En appel, les vendeurs ont aussi tenté de faire reconnaitre la responsabilité du diagnostiqueur qui « ne pouvait s’affranchir de l’obligation de vérifier la consistance du bien immobilier vendu, en consultant notamment le règlement de copropriété dont il s’est abstenu d’en solliciter la communication ». Bien qu’il soit tenu à une obligation de résultat, le diagnostiqueur se défend. Il n’avait pas, « en tant que mesureur, à procéder à une « analyse juridique du lot » (consultation plan cadastral ou règlement de copropriété qui ne lui ont au demeurant pas été fournis) pour connaître les limites du lot à mesurer : seules les surfaces apparentes comptent dans le cadre de mission technique de métrage ». La cour d’appel retient son argument non sans préciser que « l’appartement tel que présenté pour le mesurage comprenait plusieurs pièces dont la cuisine et la salle de bains, parties communes à jouissance exclusive intégrées dans le bien vendu et formant ainsi une unité d’habitation de sorte qu’aucun indice matériel ne pouvait permettre au mesureur » de constater le statut juridique des différents lots. Il échappe donc à toute condamnation.

Mise en cause par les vendeurs pour ne pas avoir fourni les éléments nécessaires à la bonne réalisation du mesurage, notamment le règlement de copropriété, l’agence immobilière voit sa faute retenue. La cour d’appel lui reproche de ne pas avoir effectué les vérifications nécessaires en raison d’une « incohérence manifeste entre la désignation juridique du bien, comprenant des lots privatifs et des parties communes à jouissance exclusive selon le règlement de copropriété, et la présentation physique du bien dont elle avait pu elle-même se rendre compte en le visitant ». Elle est donc condamnée à réparer le préjudice subi par les vendeurs, à savoir la perte de chance d’avoir pu vendre à un prix supérieur à celui obtenu après déduction de la moins-value (52 000 €), soit 25 000 €.

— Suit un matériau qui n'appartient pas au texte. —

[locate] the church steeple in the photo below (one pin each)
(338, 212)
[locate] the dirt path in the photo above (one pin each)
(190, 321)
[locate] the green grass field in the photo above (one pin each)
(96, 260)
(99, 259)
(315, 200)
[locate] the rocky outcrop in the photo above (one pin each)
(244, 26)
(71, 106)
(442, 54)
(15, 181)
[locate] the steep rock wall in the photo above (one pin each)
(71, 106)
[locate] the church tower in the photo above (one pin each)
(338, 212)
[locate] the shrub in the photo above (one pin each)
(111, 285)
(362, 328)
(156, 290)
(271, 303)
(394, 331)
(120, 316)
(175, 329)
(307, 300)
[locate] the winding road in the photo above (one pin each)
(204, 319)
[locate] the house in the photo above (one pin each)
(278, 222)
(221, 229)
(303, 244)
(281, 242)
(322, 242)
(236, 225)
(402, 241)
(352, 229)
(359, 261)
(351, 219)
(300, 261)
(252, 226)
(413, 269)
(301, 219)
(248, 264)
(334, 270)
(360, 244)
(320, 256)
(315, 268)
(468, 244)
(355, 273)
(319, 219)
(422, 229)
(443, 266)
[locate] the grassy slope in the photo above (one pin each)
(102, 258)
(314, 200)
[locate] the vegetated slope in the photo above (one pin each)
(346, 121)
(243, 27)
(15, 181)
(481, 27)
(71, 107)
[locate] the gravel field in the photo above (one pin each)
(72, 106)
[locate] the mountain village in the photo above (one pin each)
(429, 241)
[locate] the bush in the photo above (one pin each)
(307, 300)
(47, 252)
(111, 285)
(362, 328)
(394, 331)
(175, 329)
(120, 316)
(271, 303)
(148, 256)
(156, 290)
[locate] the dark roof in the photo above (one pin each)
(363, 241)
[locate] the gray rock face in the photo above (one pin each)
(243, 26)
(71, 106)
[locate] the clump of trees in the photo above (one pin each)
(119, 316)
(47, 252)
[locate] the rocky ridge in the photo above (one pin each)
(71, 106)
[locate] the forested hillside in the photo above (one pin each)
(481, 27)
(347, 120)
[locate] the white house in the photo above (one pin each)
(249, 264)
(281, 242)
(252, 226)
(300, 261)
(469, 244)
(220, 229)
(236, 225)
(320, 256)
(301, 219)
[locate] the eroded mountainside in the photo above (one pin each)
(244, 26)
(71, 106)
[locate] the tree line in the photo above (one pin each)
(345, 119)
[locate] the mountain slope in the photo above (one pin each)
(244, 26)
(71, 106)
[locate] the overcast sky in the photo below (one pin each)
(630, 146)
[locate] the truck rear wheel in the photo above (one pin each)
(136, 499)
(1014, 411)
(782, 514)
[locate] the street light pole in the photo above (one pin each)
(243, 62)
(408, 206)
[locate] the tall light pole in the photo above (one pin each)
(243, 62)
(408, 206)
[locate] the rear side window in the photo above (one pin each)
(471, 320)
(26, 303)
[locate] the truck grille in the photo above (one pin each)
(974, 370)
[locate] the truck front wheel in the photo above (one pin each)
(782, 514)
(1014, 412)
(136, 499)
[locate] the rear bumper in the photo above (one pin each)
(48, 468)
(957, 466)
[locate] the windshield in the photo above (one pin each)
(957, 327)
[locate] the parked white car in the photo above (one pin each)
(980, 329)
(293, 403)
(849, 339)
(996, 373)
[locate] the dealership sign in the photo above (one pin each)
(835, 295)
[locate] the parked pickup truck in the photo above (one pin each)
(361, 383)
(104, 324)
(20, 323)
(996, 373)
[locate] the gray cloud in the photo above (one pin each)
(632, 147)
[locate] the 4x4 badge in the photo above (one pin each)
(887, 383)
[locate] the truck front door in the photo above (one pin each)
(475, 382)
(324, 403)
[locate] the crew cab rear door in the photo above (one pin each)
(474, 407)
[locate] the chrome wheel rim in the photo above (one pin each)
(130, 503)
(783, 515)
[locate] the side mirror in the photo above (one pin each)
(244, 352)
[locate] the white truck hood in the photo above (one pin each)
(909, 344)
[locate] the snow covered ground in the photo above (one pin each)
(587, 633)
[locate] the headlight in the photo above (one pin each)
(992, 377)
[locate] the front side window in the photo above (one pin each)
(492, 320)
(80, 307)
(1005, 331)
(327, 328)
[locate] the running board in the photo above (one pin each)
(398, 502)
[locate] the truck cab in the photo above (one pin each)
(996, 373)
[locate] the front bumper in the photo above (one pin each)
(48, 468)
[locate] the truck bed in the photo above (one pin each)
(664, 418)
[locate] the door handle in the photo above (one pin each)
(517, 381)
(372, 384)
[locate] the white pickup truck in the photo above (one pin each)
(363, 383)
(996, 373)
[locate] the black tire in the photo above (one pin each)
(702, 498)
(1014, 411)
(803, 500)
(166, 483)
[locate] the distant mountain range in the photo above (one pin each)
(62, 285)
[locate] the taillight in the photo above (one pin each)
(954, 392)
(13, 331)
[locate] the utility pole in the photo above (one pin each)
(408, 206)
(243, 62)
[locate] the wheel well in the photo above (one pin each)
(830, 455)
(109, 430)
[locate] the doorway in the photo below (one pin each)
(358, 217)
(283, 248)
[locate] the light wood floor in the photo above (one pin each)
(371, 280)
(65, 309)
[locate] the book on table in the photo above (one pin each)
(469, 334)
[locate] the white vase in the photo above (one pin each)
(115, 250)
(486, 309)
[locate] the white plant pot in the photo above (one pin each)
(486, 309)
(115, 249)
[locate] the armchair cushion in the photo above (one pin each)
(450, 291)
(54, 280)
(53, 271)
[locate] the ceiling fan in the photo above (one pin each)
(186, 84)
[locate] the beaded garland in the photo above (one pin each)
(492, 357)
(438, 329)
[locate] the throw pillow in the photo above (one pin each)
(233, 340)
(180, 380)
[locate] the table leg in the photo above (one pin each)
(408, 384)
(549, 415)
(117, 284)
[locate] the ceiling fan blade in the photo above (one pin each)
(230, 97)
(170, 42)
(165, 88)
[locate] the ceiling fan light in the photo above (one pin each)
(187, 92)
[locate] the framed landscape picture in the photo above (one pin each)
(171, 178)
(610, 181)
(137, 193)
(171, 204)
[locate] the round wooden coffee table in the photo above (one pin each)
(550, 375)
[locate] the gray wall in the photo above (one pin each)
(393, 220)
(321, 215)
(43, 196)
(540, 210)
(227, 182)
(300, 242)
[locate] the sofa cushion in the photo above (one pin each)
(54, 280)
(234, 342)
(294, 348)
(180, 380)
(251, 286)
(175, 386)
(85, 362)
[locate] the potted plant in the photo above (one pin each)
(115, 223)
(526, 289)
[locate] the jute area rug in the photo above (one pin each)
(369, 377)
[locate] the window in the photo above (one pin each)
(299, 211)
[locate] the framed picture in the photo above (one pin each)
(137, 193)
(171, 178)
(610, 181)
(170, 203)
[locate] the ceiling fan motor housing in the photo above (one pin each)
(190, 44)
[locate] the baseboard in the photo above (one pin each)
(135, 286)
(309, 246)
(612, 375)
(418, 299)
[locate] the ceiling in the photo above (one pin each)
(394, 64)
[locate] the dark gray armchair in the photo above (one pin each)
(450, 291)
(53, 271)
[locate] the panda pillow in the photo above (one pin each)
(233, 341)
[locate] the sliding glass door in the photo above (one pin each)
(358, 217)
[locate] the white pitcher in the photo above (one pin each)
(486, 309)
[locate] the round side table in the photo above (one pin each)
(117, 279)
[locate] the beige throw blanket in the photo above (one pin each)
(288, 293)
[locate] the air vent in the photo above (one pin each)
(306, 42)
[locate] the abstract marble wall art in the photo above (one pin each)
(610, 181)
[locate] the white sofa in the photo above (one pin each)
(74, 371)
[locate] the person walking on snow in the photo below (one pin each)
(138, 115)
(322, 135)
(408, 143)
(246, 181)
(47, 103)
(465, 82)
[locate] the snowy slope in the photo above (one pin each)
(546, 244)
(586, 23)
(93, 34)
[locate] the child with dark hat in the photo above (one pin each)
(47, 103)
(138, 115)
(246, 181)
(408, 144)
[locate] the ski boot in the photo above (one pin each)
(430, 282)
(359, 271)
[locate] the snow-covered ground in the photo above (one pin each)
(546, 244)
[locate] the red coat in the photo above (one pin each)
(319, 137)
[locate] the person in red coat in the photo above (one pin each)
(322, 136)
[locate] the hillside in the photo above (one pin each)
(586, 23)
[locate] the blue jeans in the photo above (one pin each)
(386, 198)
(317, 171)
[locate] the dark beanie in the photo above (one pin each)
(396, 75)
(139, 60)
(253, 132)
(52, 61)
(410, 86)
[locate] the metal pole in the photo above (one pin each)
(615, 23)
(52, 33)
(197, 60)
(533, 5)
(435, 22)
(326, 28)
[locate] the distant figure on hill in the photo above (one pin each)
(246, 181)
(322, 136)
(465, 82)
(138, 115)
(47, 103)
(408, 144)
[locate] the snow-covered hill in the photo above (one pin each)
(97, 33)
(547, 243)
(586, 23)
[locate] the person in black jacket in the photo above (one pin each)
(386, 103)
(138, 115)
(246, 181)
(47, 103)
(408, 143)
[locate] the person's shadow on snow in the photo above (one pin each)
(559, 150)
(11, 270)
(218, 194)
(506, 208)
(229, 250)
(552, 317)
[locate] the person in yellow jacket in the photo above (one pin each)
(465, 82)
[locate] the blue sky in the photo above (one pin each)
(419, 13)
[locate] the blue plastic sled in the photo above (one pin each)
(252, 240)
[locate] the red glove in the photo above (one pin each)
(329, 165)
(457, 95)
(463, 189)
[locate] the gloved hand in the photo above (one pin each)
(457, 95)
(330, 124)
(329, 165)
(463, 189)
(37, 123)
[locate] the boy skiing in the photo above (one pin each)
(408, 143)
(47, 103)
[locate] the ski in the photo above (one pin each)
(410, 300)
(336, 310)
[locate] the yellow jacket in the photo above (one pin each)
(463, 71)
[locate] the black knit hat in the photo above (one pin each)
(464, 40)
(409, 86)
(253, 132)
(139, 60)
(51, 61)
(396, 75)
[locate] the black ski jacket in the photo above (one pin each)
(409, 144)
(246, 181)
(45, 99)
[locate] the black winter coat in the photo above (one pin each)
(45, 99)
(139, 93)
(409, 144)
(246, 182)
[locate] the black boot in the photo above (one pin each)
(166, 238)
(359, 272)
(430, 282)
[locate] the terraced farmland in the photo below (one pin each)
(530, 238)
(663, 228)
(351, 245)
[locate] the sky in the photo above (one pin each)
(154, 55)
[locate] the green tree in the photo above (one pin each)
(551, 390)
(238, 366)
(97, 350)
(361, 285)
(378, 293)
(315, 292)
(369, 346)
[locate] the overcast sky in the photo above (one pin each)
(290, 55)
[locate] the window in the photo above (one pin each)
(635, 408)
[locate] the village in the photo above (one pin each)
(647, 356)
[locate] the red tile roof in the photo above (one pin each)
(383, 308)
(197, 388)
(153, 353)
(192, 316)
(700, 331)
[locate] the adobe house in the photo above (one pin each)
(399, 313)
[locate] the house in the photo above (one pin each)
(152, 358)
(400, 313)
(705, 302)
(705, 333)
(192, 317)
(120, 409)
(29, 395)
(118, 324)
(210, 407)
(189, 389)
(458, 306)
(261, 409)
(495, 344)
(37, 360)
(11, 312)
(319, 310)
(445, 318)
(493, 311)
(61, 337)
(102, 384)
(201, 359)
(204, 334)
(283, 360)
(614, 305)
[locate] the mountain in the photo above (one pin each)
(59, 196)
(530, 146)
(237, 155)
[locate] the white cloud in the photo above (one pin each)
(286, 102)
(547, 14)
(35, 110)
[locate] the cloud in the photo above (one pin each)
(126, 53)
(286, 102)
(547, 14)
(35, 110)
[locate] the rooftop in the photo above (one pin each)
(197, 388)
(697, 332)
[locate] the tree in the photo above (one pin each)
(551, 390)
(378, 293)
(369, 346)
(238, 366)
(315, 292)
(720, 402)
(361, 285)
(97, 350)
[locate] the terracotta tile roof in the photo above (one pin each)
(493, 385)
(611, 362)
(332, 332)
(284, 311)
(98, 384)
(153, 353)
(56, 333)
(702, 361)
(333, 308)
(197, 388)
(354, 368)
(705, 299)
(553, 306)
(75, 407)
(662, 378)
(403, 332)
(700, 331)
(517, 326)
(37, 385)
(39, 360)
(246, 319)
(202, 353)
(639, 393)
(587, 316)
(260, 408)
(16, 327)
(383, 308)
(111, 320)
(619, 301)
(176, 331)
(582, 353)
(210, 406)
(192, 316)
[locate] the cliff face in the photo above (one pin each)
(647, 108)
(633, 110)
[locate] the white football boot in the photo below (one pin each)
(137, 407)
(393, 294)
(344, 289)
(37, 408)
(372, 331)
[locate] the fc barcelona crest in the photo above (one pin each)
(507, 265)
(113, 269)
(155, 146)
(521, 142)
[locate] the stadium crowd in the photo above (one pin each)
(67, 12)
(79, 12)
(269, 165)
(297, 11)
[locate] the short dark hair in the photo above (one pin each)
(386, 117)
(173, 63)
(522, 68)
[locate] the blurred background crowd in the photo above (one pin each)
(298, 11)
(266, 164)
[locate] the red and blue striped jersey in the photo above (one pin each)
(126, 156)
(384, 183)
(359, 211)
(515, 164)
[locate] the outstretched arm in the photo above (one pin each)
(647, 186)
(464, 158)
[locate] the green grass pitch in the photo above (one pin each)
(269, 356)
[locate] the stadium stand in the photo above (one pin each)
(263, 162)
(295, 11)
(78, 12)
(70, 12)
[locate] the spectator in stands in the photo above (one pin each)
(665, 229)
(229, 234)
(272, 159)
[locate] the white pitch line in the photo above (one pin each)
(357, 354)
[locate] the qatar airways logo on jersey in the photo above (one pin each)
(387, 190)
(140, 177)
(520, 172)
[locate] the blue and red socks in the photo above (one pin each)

Enfin, concernant le notaire, la cour d’appel estimant qu’il n’avait pas à « contrôler les métrages effectués, ce qui constitue une intervention technique hors de leurs compétences, mais, au regard des conséquences judiciaires sur le mesurage correct des superficies en matière de copropriété, de s’assurer, en vérifiant les éléments juridiques (règlement de copropriété, état descriptif de division, tableau récapitulatif des lots) qui leur ont été transmis, de la concordance entre ces éléments et les diagnostics ». Sa responsabilité est donc établie « du fait de la faute commise dans le cadre de la vérification des faits et conditions nécessaires pour assurer l’efficacité de l’acte ; cette faute est en lien avec le préjudice subi par [les vendeurs] qui n’ont pas été alertés par le notaire de la difficulté posée quant à la fixation du prix de vente au regard de la superficie loi Carrez qui était erronée ». Les deux fautes de l’agence immobilière et du notaire ayant concouru au préjudice subi, ils sont condamnés in solidum avec leurs assurances à 20 000 € de dommages et intérêts.